Respecter la parole citoyenne
Résultat : tout s'est bien passé, merci. La convention citoyenne locale d'Est ensemble a formulé 229 propositions dont 218 ont été adoptées en conseil de territoire et intégrées au plan climat avec des engagements précis quant à leur mise en œuvre. "On a toujours l'impression que l'environnement n'est pas au cœur des préoccupations des populations les plus fragiles, a commenté Véronique Ragusa Bartolone, mais dès la deuxième session, il y a eu un véritable engagement. Les décisions prises ont été très courageuses, notamment en faveur de la ZFE, alors qu'elle va pénaliser socialement une grande partie de notre population."

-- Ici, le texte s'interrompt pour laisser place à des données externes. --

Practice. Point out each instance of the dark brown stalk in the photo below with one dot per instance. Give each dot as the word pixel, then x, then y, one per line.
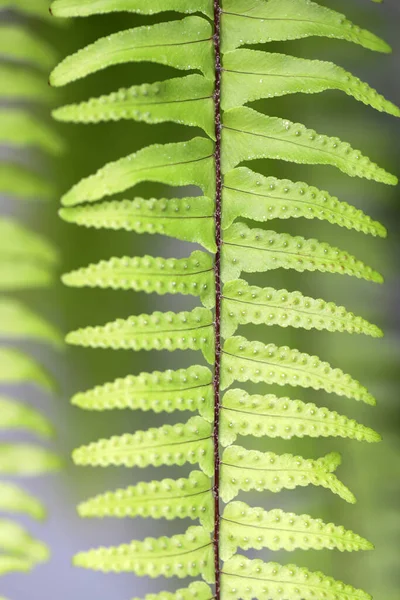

Depuis la salle, une question a alors surgi, mêlant à la fois l'intérêt que l'expérience d'Est ensemble venait de provoquer et la méfiance envers un objet politique mal identifié et surtout peu employé : "Les élus ont-ils intérêt à consulter les citoyens si cela remet en cause leur projet politique ?" La réponse de Véronique Ragusa Bartolone a été limpide : "Notre convention a totalement légitimé l'action et la parole publiques. Pour les élus, c'est plutôt assez confortable. Ils peuvent s'appuyer sur les mesures adoptées pour tracer les politiques publiques du territoire." La directrice de l’environnement et de l’écologie d'Est ensemble venait de donner la clé : donner la parole aux citoyens et, surtout, la respecter.